11L’agglomération secondaire de Blois est partie constitutive de l’armature du réseau urbain de la civitas carnutorum mis en place à l’époque augustéenne (Cribellier, 2016, p. 57-59) [ill. 3]. Elle fait partie de ces villes du centre de la Gaule, peu nombreuses, dont l’origine est liée à une occupation antérieure gauloise (Ibid., p. 40-41). Blois est un lieu de peuplement intermédiaire important au sein de la cité dont Autricum (Chartres) est le chef-lieu. Cependant, la ville n’est mentionnée dans aucun itinéraire antique. Elle ne figure pas sur la carte de Peutinger, bien qu’une voie terrestre Tours-Orléans (Caesarodunum-Cenabum) y soit représentée. Blois étant située à égale distance des deux villes, on peut donc admettre que cette voie routière majeure devait y passer. En revanche, contrairement à ce que l’on a pu affirmer (Aubourg, Josset, 2016, p. 322), rien ne permet de supposer que cette voie empruntât plus la rive gauche que la rive opposée (cf. infra). Le croisement d’itinéraires terrestres et fluvial est finalement fortement suggéré à Blois par son emplacement au sein du réseau urbain régional. Il paraît également comme une évidence grâce à sa position sur la Loire et du fait que s’y trouve un pont pour la franchir. Rappelons que ceux-ci sont peu nombreux à être répertoriés dans la région pour cette période. L’existence probable d’une seconde voie terrestre allant de Chartres à Bourges (Avaricum), passant par l’agglomération blésoise, confirmerait enfin sa place de carrefour routier (Cribellier, 2016 : fig. 9, 49 et 51-52). Deux pistes ont été suivies pour tester cette hypothèse. Bien que le lien concret entre site et réseau soit souvent difficile à faire (Ibid., p. 36), on a tout d’abord recherché les arguments matériels qui permettent de suivre le prolongement des voies extérieures dans l’agglomération. On a ensuite considéré un autre critère qui repose sur le rôle essentiel que l’on reconnaît aux activités et aux fonctions urbaines dans l’attractivité de l’agglomération.

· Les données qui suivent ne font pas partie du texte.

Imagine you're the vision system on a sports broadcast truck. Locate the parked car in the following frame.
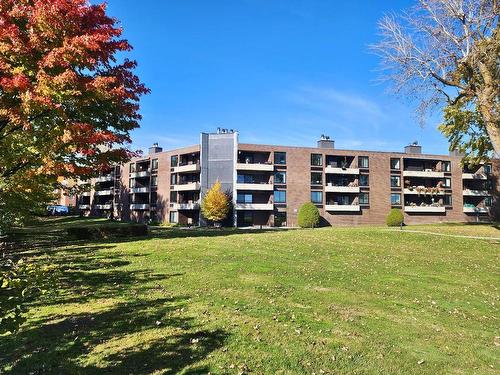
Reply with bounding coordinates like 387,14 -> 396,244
47,205 -> 69,216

12La topographie du val de Blois, la présence du fleuve et de ses affluents ont joué un rôle décisif dans la fabrique de l’agglomération qui s’est principalement développée sur la rive droite, au pied du coteau, sur une longueur estimée de 1,5 km [ill. 4].
3. Les agglomérations antiques.
La région Centre-Val de Loire apparaît en grisé foncé. D’après Christian Cribellier, Jocelyne Vilpoux, Émilie Roux/PCR 2012-2015 (Cribellier, 2016, p. 32, 33, 37, 54, 55 et Cribellier, 2017, p. 42).
Viviane Aubourg (Drac Centre-Val de Loire, SRA 2019).
4. L’agglomération antique de Blois.
Les témoignages d’occupation sont identifiés, à des niveaux de précision divers, sur les deux rives du fleuve. Ils définissent ainsi un site bipolaire qui s’étend sur une superficie de près de 30 ha inégalement répartie dans la vallée.
SIG la Blésoise, Viviane Aubourg (Drac Centre-Val de Loire, SRA 2019).
13La connaissance du schéma urbain repose sur des observations ponctuelles, mais aussi sur un travail d’analyse régressive du parcellaire à partir du cadastre ancien de 1810. Dans les deux secteurs où la trame viaire antique est la mieux documentée, celle-ci est finalement très présente dans le parcellaire actuel. Le réseau viaire antique semble s’articuler à partir de deux grands axes perpendiculaires : un premier, parallèle au fleuve en rive droite, et un second documenté en rive gauche. Le pont sur la Loire assure la continuité des réseaux urbain et routier d’une rive à l’autre ; il est le point central du carrefour [ill. 3-4].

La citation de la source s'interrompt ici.